The sister #55 car that Tincknell will share with Jonathan Bomarito and Ryan Hunter-Reay was fifth fastest of the Daytona Prototype international cars, but did top two of the seven test sessions.
Tincknell said he was encouraged by the level of preparation that has gone into ensuring the RT24-P can run smoothly over 24 hours.
"The big thing we've focused on is reliability; that was the clear focus over the winter," Tincknell told Autosport.
"We did two 30-hour tests [at Aragon and Daytona] and the results were very positive.
"There have been a lot of small changes to try and find reliability, there was no focus on performance.
"We have by far the best package we've ever had in three years, but we need to be reliable for 24 hours in public before people will take us super seriously.
"We're quietly confident, we are much more prepared compared to last year. We've learnt from our failures."

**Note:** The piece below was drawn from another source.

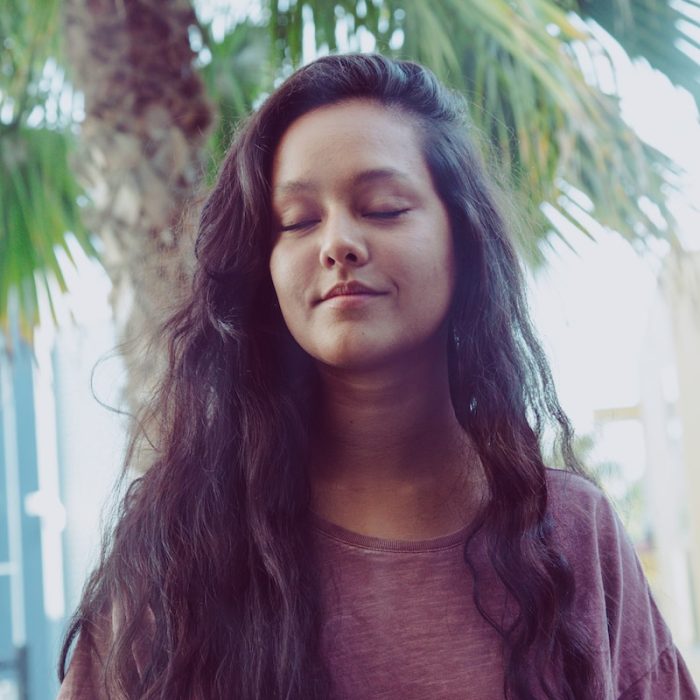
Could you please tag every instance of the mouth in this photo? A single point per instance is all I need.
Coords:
(348, 289)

On whether he felt the Roar qualifying session was representative, Tincknell added: "Last year we saw others hold back, we were fastest by seven tenths [actually 0.863s], but then we were the fastest in qualifying and one of the fastest in the race.
"This year, the others took a while to show their hand, but I think the mock qualifying was a pretty accurate reflection of where all the manufacturers stand.
"Everyone was at or very close to their potential, which is a good omen."
While Mazda is targeting victory at Daytona and the other major events on the IMSA calendar, Tincknell said the overall championship is also an important target.
"Winning at Daytona would be huge for my career, if we could do it," said Tincknell.
"But if we can't win at Daytona, we want to finish second, or if we can't finish second we want to finish third. "We don't want to be last because we had an issue.
"That's why we've focused so much on reliability, because we have the championship in mind. And because of the way the points system is in IMSA, consistency is huge.
"We want to emulate Acura's consistency from last year.
"Last year was the breakthrough year for Mazda with three wins. The first year [with Joest, 2018] was an uphill year, and we hope the third year will be the championship year."